The board sets dairy support prices each year that indirectly influence prices paid to farmers. And typically, the farmer representatives involved in that price-setting decision also have dairy operations that could be affected by the decision. Two of three current voting CDC board members have milk-producing ties:
- The chief executive officer is Jacques Laforge, a dairy farmer from New Brunswick and long-time Dairy Farmers of Canada president.
- Chair Randy Williamson represents the dairy processing sector.
- Gilles Martin is involved in a dairy farm at Riviere-Ouelle, Que.
Critics of the CDC, notably the Can-adian Restaurant and Foodservices Association, regularly complain that it is biased toward the producer sector because of its membership.
Their proof is that dairy support prices go up every year, and not necessarily in line with production cost increases.
The CDC said it agrees with the auditor general that a process is needed to deal with conflict of interest.
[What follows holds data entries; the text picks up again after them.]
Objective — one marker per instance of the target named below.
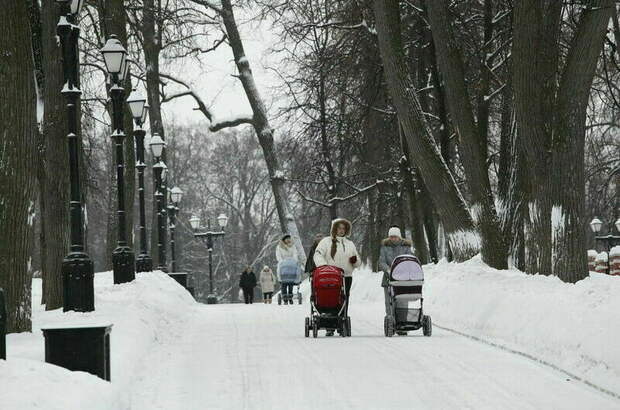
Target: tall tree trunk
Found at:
(263, 129)
(18, 150)
(568, 171)
(55, 194)
(494, 251)
(535, 50)
(464, 239)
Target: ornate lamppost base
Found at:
(144, 263)
(78, 273)
(124, 263)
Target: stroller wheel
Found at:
(427, 326)
(388, 326)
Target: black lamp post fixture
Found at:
(176, 194)
(207, 237)
(160, 170)
(139, 111)
(117, 64)
(77, 267)
(609, 239)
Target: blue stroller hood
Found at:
(289, 271)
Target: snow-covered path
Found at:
(256, 357)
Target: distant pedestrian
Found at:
(267, 283)
(285, 253)
(247, 283)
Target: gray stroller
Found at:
(405, 288)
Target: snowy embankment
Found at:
(144, 313)
(575, 327)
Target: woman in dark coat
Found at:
(247, 283)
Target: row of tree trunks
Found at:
(550, 115)
(464, 239)
(18, 153)
(473, 158)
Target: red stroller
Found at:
(328, 302)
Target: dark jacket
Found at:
(310, 266)
(389, 252)
(247, 280)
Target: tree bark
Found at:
(18, 151)
(263, 129)
(568, 216)
(464, 239)
(494, 251)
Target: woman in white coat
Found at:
(338, 250)
(267, 283)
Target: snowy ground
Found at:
(170, 353)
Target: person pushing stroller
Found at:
(391, 247)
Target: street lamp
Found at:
(139, 111)
(176, 194)
(609, 239)
(157, 145)
(207, 237)
(77, 267)
(117, 64)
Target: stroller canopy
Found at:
(289, 271)
(406, 267)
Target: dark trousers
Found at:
(248, 295)
(348, 281)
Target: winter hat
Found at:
(395, 231)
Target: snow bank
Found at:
(575, 327)
(148, 311)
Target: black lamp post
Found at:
(139, 110)
(207, 237)
(160, 170)
(609, 239)
(176, 194)
(77, 267)
(117, 64)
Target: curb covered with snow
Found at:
(575, 327)
(148, 311)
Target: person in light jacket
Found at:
(338, 250)
(267, 283)
(286, 251)
(391, 247)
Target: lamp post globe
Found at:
(157, 145)
(222, 220)
(596, 225)
(137, 102)
(176, 194)
(114, 55)
(194, 222)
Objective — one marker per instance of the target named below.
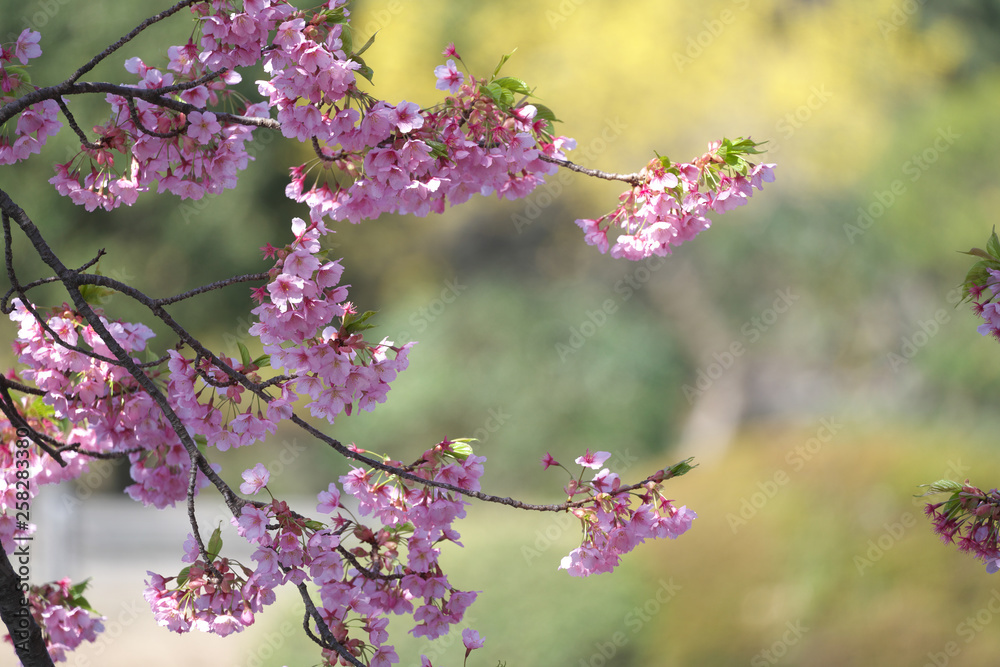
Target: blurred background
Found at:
(807, 350)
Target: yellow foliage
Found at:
(821, 81)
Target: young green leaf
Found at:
(513, 84)
(503, 61)
(245, 357)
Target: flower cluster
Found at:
(670, 202)
(408, 160)
(970, 515)
(188, 154)
(107, 409)
(39, 121)
(64, 616)
(616, 519)
(982, 285)
(334, 365)
(364, 572)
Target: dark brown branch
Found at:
(69, 279)
(328, 640)
(250, 277)
(17, 420)
(131, 35)
(154, 96)
(134, 114)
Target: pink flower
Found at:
(27, 46)
(408, 117)
(449, 78)
(329, 500)
(252, 523)
(595, 460)
(203, 126)
(255, 479)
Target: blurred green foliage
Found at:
(881, 109)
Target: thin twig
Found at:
(634, 179)
(131, 35)
(73, 125)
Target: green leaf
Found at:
(334, 16)
(491, 91)
(503, 61)
(943, 486)
(215, 543)
(438, 148)
(95, 295)
(347, 39)
(79, 588)
(83, 603)
(513, 84)
(993, 245)
(462, 448)
(545, 113)
(365, 70)
(245, 357)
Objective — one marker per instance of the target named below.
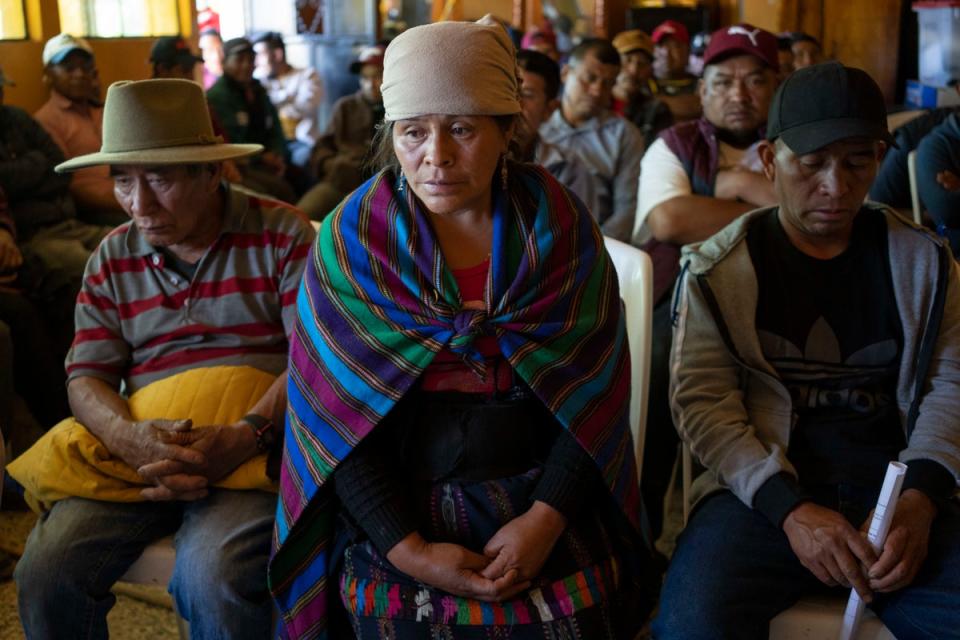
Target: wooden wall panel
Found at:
(859, 33)
(865, 34)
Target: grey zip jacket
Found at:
(730, 406)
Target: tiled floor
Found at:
(133, 617)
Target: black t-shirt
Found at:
(831, 330)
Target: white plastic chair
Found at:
(635, 275)
(154, 567)
(914, 194)
(812, 618)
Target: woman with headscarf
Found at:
(457, 460)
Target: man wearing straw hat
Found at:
(202, 279)
(814, 342)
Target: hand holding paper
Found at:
(879, 526)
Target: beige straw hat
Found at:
(153, 122)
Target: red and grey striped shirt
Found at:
(138, 320)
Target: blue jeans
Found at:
(80, 548)
(733, 571)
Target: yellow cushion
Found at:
(70, 461)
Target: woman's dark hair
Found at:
(382, 155)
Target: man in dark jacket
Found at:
(242, 108)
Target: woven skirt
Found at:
(595, 585)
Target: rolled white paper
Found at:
(879, 526)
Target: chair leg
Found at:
(183, 627)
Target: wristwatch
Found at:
(263, 430)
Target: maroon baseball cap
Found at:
(670, 29)
(742, 38)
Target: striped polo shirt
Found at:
(138, 320)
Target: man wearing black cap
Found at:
(816, 341)
(171, 57)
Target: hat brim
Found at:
(809, 137)
(188, 154)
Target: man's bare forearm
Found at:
(687, 219)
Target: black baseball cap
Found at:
(172, 50)
(818, 105)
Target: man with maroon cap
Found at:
(816, 341)
(676, 86)
(694, 180)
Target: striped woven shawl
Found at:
(378, 302)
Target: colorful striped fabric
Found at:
(556, 600)
(376, 305)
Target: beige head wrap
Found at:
(451, 68)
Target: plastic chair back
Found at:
(635, 275)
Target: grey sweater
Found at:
(730, 406)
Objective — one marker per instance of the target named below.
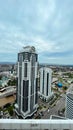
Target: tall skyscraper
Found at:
(45, 82)
(69, 103)
(26, 97)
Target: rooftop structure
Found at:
(26, 99)
(17, 124)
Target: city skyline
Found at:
(47, 25)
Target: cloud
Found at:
(47, 25)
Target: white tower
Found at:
(45, 82)
(69, 105)
(26, 97)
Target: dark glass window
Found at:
(25, 95)
(43, 83)
(47, 84)
(25, 104)
(25, 88)
(36, 94)
(25, 69)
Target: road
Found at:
(54, 111)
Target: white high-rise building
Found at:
(26, 94)
(69, 103)
(45, 82)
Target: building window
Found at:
(25, 69)
(43, 83)
(47, 84)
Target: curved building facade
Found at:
(45, 82)
(26, 95)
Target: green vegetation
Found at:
(10, 110)
(0, 77)
(69, 75)
(12, 82)
(64, 87)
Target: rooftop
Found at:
(30, 49)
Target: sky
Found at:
(45, 24)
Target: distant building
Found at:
(26, 98)
(69, 103)
(45, 82)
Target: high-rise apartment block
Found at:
(69, 103)
(45, 82)
(26, 95)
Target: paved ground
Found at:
(4, 101)
(54, 110)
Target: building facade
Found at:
(69, 105)
(17, 124)
(26, 97)
(45, 82)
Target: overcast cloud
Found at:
(45, 24)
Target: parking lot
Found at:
(60, 104)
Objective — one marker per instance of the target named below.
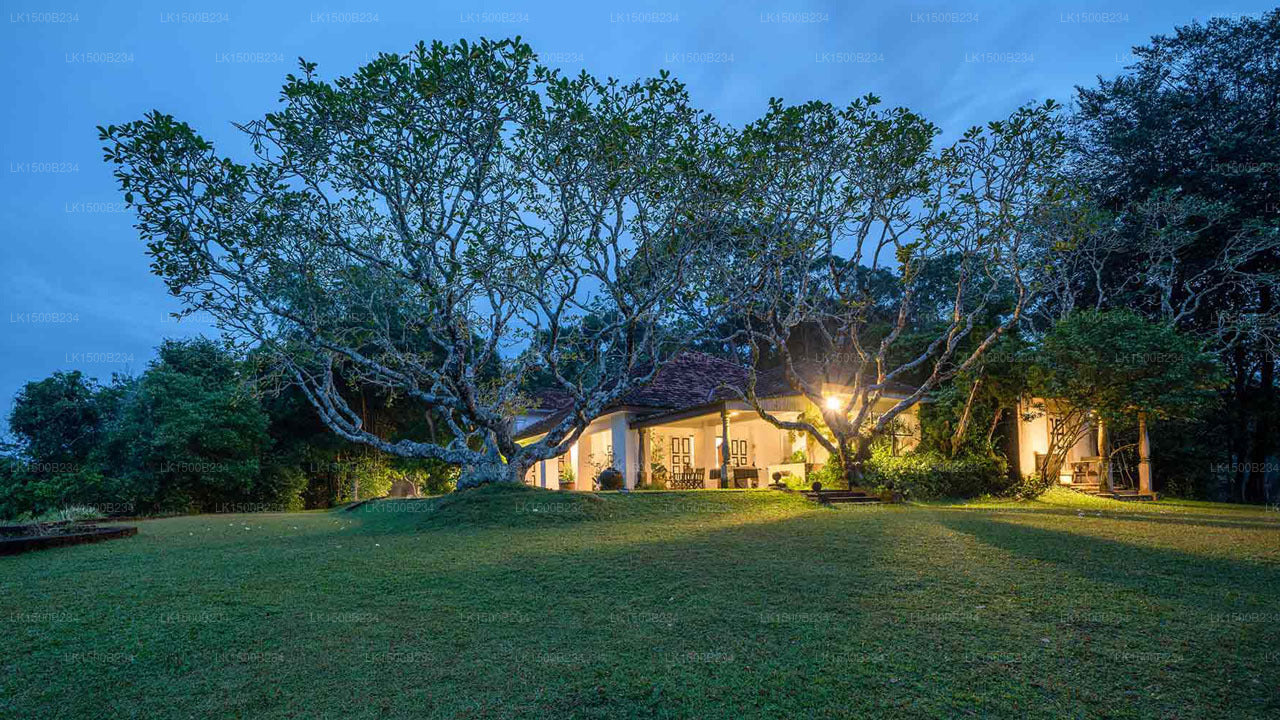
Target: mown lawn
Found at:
(530, 604)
It also agreed after the 2005 special audit, but nothing has changed.
“The board will create a provision in its bylaws that will require each member to put on record any existing conflicts under the act and will develop procedures to manage conflicts,” the commission said in response to the 2005 auditor general’s report.
“The board will create a provision in its bylaws that will require each member to put on record any existing conflicts under the act and will develop procedures to manage conflicts.”
It noted in its response to this year’s report that the CDC discussed the issue with the Privy Council Office, the government’s senior bureaucracy, after the last report “in an attempt to find a workable solution.”
In its response to the 2005 report, the commission noted: “The inherent conflict posed by the requirement that a board member have a background in dairy production … is a challenge.”